Wednesday, July 25, 2012

Stop Jumping, You'll Wear Yourself Out

It’s strange, my beloved reader, how my blog life works.  I have this list of things I need and want to write about.  Topics that range from The Sacrifice of Happiness, to Optimistic Branches on a Pessimistic Tree, even The Positive Influence in a Negative World (look for all of these …eventually).   However, it seems that almost every day something new is added to the mix, and it’s my duty as a writer to prioritize what to write about.  Then come my lunch hour I get the honor of writing for you. 

As a dear friend pointed out to me today, it seems there’s an uptrend of behavior that is, at the least, disturbing.  Lately (or mayhap I have only been noticing it lately) people have been jumping to conclusions or their own “personal truths” much faster than usual.  With all this jumping, you’d think we, as a society, would be in better shape!  You see, when someone hears something (a rumor, half a story of something that has happened, or even an outright lie) they immediately draw their own conclusions, and get PISSED OFF at whatever it is.  They are ready for a fight, they want to punch someone, kick someone’s ass, protest the government, whatever the case may be. 

While a part of me admires the fact that people are quick to defend their friends and what they may perceive as a ‘wronging’, it’s disheartening to know that people don’t care about the truth when doing so.  Moreover, it saddens me to witness the fact that they will immediately jump to violence to solve the situation.  This, kittens, is how people end up dying; when we start rationalizing the concept that violence is an acceptable answer to a problem.   

Let me give you an example of what I’m talking about.  Someone posts a new status on Facebook (let’s be honest, everything is on Ye Ol’ BookFace these days):

Poster: “OMG.. I just got chewed out by my boss at work, I’m crying and I’m so pissed off.” 

This, friends, is a valid Facebook post, and one we’ve all seen from time to time.  Everyone has had a boss that we don’t necessarily get along with.  And we love to post on Facebook in the heat of the moment; it’s therapeutic.  However, it’s the comments that follow that make my point. 

Friend A:  “What an asshole, I hope he finds himself in a dark alley tonight and gets the shit kicked out of him”

Friend B:  “Yea, tell me what alley – I’ll bring a crowbar with me and show him what it’s like to be hurt”

Friend C:  “ Seriously.
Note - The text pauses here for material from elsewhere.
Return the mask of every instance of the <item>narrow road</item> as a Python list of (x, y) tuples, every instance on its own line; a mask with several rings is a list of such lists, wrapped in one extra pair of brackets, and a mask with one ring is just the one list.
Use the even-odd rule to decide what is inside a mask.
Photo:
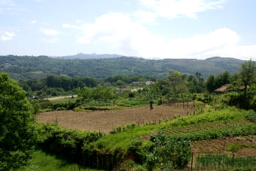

What a jerk; hope he crosses the street in front of me, my “breaks may fail.”” 

Seriously people… why the violence?  Why not a supporting and understanding response?  Let’s continue, shall we?  

Friend D:  Holy Shit, I’m so sorry! What happened?  PS… are you free for ice cream therapy tonight after work?

Poster:  @Friend D:  Ice Cream therapy would be great; honestly, it was my fault and I deserved to be yelled at, I really screwed up a financial report that the Manager received and he was furious.  I’m so pissed off at myself for letting it happen, I can’t stop crying.”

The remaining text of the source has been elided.